[bip] Indexing big sequence databases

Sun Apr 11 03:23:22 PDT 2010

Hi Brent,

Interesting post.

On Sun, Apr 11, 2010 at 1:52 AM, Brent Pedersen <bpederse at gmail.com> wrote:
>
> i had a look at screed today, and a bit of the biopython stuff. i also
> wanted to index some sam files by read-id and cobbled together a
> generic indexing class that is format agnostic. i figured for a lot of
> bioinformatics stuff, we all have our own parsers, we just need an
> index to get us from an id to the place in the file where we can tell
> the parser to do it's thing.
> so with a parser interface like:
> FastQParser(filehandle)
> where the class takes a filehandle and reads a single fastq record.
> that can be used for indexing and accessing because just by parsing a
> record, the FastQParser will (read 4 lines and) advance the filehandle
> to the next record.

That is kind of what the Biopython index stuff does - but we cope
with pathalogical FASTQ files with line wrapping (they don't have
to be 4 lines per record).
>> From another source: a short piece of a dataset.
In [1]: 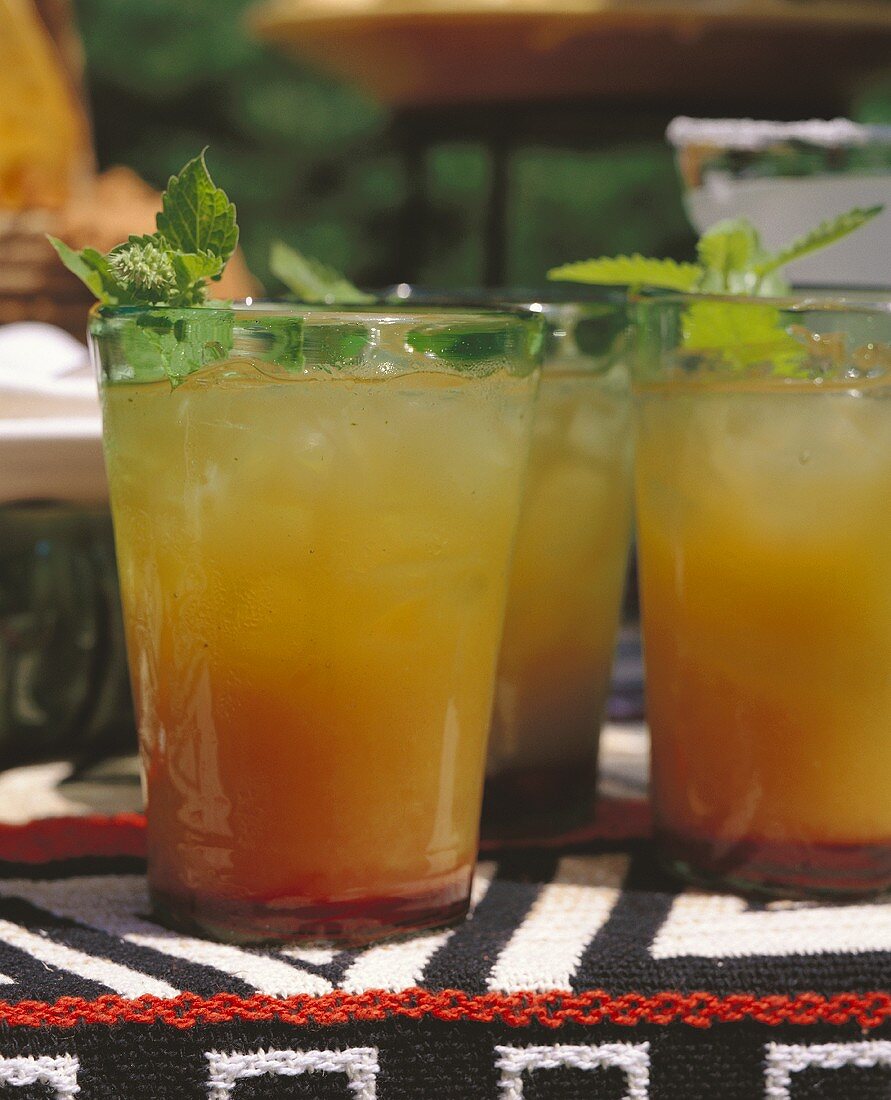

Insert grumble about poorly defined file
formats here.

> the same will work for sam files. so then the index just keeps feeding
> the filehandle back to the class (or function) and saving the id and
> the new file fseek position. i implemented this using a tokyo cabinet
> btree.
> anyway, i wrote this up in some detail (and hopefully clarity). i also
> am interested in feedback:
> http://hackmap.blogspot.com/2010/04/fileindex.html
>
> i did open a ticket about screed's benchmarking code. fwiw, i expected
> that using TC would be much faster but screed compares pretty well to
> the TC implementation.

Was it the new SQLite bases screed you benchmarked?

Did you benchmark my SQLite based index?

I haven't tried Tokyo cabinet btree yet - I should.

Peter